Writer: Andrew Bovell
Director: Rosanna Preston
Ambitious and sweeping, this thoughtful, witty and emotional drama examines every aspect of family relationships via six representative characters: aspirational working-class mum and dad Fran and Bob and their four children Pip, Mark, Ben and Rosie, all at pivotal moments in their lives.
In the space of 90 minutes, it lays bare working-class parental sacrifice for the betterment of offspring, dashed hopes, marital discontent, favouritism, well-meaning but overbearing intervention, sibling rivalry, neglect, abuse, inter-generational bewilderment and the inadequacies of unconditional love.
Writer Andrew Bovell is Australian, so the play was originally set in Adelaide, the sedate Victorian ‘City of Churches’, with its Mediterranean climate and melting pot population. Built within a square grid system, the city’s a useful Petri dish for social research, which seems relevant to the play’s intentions. Adelaide’s outdoor lifestyle gives rise to the scenery among which all the action happens: a homely, ramshackle backyard filled with childish paraphernalia, rendered here with cheerful broad-brush colour. “This garden is the world”, says Pip: it’s the venue for the family’s significant events, good and horrendous.
Regulars from the Tower Theatre team rise ably to the challenge of staging this intense, fast-paced show. They speak in their native UK accents, slightly dissonant in the ‘sunny side up’ setting, but this emphasises the fact that anywhere, no matter how idyllic, can become contemptibly familiar, with greener fields constantly calling.
Matriarch Fran, a frazzled nurse, is played hard, fierce and Northern by Sue Brodie, voice husky from incessant smokes. She perpetually grills and snaps at her four kids: “It’s a mother’s job to make her children cry so that they can withstand pain.” But the needling is on a sliding scale from outright anomie (eldest daughter Pip: “She’s me, but stronger.”) to joshing fondness (youngest Ben: “He’s my son: I’ll wash his shirts if I want to.”). Brodie navigates the high-speed dialogue with ease as the interrogations escalate, excuses are swatted away, and real reasons are nailed before anyone has time to reply. There’s genuine depth of feeling to her heartfelt homilies, pleading nags and reflections on life’s shortcomings, as well as occasional outbursts of loving appreciation as she remembers that although her kids are all grown up, they still look to her for support.

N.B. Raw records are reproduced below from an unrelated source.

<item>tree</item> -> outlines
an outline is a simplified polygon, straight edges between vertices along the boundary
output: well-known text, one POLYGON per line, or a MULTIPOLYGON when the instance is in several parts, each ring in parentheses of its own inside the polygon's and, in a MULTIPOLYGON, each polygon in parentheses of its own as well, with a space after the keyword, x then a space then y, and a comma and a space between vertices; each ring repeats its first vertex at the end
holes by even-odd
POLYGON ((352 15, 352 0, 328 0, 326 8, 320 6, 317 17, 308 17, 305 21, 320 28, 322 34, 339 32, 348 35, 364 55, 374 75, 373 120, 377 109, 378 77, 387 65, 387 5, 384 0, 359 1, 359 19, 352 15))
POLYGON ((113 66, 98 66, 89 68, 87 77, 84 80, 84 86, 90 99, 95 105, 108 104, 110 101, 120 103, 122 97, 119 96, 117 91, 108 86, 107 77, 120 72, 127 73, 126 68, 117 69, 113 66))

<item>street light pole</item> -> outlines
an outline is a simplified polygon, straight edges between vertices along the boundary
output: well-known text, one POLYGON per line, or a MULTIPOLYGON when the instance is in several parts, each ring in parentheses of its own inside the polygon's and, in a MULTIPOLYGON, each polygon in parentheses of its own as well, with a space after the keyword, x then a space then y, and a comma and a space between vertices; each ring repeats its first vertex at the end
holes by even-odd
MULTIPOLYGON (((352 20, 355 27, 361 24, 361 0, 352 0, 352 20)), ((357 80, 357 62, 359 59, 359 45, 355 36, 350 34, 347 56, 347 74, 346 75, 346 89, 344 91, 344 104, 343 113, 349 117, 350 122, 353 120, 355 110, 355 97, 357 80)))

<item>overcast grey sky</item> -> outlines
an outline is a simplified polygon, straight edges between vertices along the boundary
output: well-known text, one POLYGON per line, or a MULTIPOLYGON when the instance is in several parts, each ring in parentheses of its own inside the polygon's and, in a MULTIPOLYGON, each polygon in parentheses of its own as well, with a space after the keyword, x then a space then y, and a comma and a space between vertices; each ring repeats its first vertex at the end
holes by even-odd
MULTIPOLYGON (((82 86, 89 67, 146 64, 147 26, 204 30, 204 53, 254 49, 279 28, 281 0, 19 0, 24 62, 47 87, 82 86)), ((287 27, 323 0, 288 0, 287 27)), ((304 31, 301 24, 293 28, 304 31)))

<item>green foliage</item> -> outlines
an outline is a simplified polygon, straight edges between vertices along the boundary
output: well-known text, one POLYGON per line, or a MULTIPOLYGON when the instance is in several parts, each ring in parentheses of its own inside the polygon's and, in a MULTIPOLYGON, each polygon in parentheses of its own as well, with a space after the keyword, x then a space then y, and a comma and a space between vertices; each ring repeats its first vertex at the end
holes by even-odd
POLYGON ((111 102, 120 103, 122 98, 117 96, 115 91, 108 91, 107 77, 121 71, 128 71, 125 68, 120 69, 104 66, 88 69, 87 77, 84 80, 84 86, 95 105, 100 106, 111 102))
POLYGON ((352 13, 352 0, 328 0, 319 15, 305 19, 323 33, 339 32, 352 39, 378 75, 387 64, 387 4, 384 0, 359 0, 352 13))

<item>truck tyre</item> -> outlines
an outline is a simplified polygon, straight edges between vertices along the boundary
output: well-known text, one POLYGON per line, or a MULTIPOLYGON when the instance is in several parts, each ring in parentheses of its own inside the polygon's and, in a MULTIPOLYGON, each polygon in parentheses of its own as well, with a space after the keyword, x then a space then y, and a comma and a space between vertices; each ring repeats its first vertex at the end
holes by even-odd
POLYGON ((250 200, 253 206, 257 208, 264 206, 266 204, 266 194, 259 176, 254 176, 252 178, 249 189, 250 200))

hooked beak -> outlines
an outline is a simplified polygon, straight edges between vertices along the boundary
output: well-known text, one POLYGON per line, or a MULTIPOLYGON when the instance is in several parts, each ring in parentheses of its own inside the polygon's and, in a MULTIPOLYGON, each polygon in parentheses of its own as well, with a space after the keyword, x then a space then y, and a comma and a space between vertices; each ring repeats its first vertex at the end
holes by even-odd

John McSpadyen is equally impressive as her husband, well-meaning, lumbering Bob, Scottish in full spate. Although he towers above shrewish Fran, he’s convincingly cowed, pottering around the backyard and dwelling mournfully on freedom wasted during his 30-year stint on a car factory floor, then, moreover, its premature end in redundancy and loss of meaning. “Who’d have thought the days would’ve turned out to be so long?” His life’s reduced to offering the kids lifts, most turned down, and bickering over household chores, his only solace tending the roses in the garden, each planted in honour of a family member. The performance really shines when he’s angrily standing up for his working-class family values and defending the children against the worst of Fran’s spite.
Madison Leach shines as youngest daughter Rosie, sweet, earnest, optimistic and kind. Her opening monologue about a passionate Euro-backpacking holiday fling gone heinously wrong is heartrendingly convincing. She adds warmth to every scene as she desperately tries to glue her rapidly distancing family back together with hugs. It’s her job to compare the things she knows to be true at the beginning and end of the piece, and her journey to bitter realisation rings true.
Eldest sister Pip is played by Rachel Bothamley with a mix of career woman steeliness, accusatory introspection, and wine glass-wielding sexiness. She’s the one most like Mum Fran, and has to carry the lion’s share of expectation and disappointment. Strident and defiant, she meets her mother’s career standards, but annihilates her respect by threatening to leave both husband and kids for an educational speaker she met on a works outing.
The two brothers, Mark and Ben, prove even more vexing to their troubled, eternally sacrificing parents. In a beautifully measured performance, David Lindley-Pilley as Mark displays all the quiet, kind, soft-voiced shyness that makes him such a male outlier, sparking suspicions in Fran’s relentlessly querying mind. Mark’s revelatory monologue dwells on rising above parental expectation in order to escape and grow: “My father’s grief is a price I am prepared to pay.” He warns Rosie against loving her siblings and parents too much: “We’re effed up, like most families.”
Brother Ben is, by contrast, loud and over-confident, brandishing the keys to a new European car that immediately triggers paternal concern: “Did you get finance for it? “I earn good money: spending isn’t a crime.” Fran defends her baby Ben to the hilt, but it soon becomes clear that his implied success stems from suspect sources. Bailey Finch deftly manages the swift switch from braggadocio to whining desperation, although the performance might benefit from more flash git unpleasantness in his first instance to accentuate the change.
Andrew Bovell has given this comprehensively dysfunctional family the surname Price, and it’s apt: all its members are paying heavily for their questionable and aberrant behaviours, the details of which emerge gradually, leading to shocking outcomes and a final catastrophe.
Written almost 10 years ago, the play is creaking slightly – it’s surprising how some of the issues raised, especially around gender, have lost their outrageous lustre – but its commentary around universal and timeless familial themes still has the capacity to resonate deeply and provoke tears. This honest and capable iteration is very much worthy of attention.